Konzernbetriebsrat bei ausländischer Konzernspitze? – Das BAG sorgt für Klarheit
Auch internationale Konzerne kommen regelmäßig mit den Vorgaben des deutschen Betriebsverfassungsrechts in Berührung. Insbesondere bezüglich der Errichtung eines Konzernbetriebsrates bestand bei Sachverhalten mit Auslandsbezug bisher aber Unsicherheit. Das Bundesarbeitsgericht (BAG) hat nun mit Beschluss vom 23. Mai 2018 (7 ABR 60/16) insoweit für Klarheit gesorgt.
I. Möglichkeit der Errichtung eines Konzernbetriebsrates
Unter einem Konzern ist grundsätzlich der Zusammenschluss von rechtlich selbständigen Unternehmen unter einer gemeinsamen Leitung und Verwaltung zu verstehen, wobei das herrschende Unternehmen, die Konzernspitze, unmittelbar oder mittelbar beherrschenden Einfluss auf die abhängigen Unternehmen ausübt.
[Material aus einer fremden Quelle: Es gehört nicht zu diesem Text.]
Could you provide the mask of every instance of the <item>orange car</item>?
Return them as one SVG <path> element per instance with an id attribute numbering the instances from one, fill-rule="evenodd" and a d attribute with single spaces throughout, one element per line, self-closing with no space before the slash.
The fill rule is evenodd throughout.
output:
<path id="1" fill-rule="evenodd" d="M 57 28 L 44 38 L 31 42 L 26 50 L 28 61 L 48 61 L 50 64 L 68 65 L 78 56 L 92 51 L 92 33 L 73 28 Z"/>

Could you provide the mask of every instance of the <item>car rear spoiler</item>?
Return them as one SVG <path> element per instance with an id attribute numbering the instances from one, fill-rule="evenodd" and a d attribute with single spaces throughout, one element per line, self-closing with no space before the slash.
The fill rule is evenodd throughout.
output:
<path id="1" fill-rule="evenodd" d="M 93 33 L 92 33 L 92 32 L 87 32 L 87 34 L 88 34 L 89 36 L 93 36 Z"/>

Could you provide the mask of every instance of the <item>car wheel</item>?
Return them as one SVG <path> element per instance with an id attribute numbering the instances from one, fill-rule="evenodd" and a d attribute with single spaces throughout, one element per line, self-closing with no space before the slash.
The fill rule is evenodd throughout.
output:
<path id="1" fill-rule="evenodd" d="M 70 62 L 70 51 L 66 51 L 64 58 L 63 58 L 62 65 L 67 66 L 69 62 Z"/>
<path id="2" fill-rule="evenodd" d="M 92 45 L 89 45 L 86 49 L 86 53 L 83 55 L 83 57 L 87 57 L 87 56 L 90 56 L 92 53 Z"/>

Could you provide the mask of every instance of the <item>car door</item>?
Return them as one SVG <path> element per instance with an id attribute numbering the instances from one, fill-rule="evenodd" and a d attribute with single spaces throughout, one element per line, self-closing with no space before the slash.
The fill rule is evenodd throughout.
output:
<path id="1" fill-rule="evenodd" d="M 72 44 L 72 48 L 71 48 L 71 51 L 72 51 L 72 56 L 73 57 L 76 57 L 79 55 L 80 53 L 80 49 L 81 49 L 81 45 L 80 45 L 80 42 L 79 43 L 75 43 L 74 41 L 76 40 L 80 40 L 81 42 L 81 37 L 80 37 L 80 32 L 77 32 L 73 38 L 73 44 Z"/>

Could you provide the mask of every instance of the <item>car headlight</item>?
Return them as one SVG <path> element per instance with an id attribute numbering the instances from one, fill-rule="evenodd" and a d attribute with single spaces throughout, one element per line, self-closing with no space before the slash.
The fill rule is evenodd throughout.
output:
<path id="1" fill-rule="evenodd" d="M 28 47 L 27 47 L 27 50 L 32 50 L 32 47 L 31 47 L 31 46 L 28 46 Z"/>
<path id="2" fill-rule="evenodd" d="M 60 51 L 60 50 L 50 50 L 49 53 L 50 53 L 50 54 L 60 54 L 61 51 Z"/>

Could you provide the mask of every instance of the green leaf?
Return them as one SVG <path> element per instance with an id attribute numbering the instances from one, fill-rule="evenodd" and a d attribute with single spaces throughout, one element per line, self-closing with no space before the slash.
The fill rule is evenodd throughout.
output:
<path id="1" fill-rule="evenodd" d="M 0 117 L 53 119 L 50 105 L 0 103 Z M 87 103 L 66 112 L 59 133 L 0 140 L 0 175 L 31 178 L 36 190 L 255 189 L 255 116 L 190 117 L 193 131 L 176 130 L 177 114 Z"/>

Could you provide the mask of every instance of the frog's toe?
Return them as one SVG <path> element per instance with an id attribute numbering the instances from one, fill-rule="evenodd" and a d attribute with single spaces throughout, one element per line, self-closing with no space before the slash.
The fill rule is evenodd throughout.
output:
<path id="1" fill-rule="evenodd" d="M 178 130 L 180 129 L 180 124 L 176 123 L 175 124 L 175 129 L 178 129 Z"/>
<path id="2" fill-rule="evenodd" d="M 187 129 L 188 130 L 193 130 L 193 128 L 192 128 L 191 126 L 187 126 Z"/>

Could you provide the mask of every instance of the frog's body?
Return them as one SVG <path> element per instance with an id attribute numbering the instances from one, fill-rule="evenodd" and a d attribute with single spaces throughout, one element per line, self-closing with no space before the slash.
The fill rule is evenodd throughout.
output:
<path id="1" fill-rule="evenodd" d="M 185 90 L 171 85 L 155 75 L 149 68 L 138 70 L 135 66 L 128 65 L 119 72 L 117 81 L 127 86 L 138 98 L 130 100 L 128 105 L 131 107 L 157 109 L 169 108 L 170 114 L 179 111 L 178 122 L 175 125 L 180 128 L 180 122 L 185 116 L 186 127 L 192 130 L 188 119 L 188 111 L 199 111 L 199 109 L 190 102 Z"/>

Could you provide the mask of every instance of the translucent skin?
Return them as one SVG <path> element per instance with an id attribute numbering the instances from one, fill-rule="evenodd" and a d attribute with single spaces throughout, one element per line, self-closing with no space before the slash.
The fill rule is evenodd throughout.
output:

Oftmals hat die Konzernspitze ihren Sitz jedoch nicht im Inland. In solchen Fällen werden wesentliche Entscheidungen in sozialen, personellen und wirtschaftlichen Angelegenheiten häufig nicht auf Ebene der inländischen Unternehmen getroffen, sondern durch die ausländische Konzernspitze vorgegeben. Dies hat Einfluss auf die Arbeit der Betriebsräte, denn Arbeitnehmer können ihre Mitbestimmungsrechte regelmäßig nur dann sinnvoll ausüben, wenn sie dort Einfluss nehmen können, wo die relevanten Entscheidungen getroffen werden. In Konzernen ohne Auslandsbezug haben daher die jeweiligen Betriebs- oder Gesamtbetriebsräte die Möglichkeit zur Errichtung eines Konzernbetriebsrates nach § 54 Betriebsverfassungsgesetz (BetrVG). Inwieweit die Möglichkeit zur Errichtung eines Konzernbetriebsrats auch dann besteht, wenn die herrschende Konzernspitze im Ausland ansässig ist, hat nun der 7. Senat des BAG geklärt und seine Rechtsprechung aus dem Jahr 2007 bestätigt.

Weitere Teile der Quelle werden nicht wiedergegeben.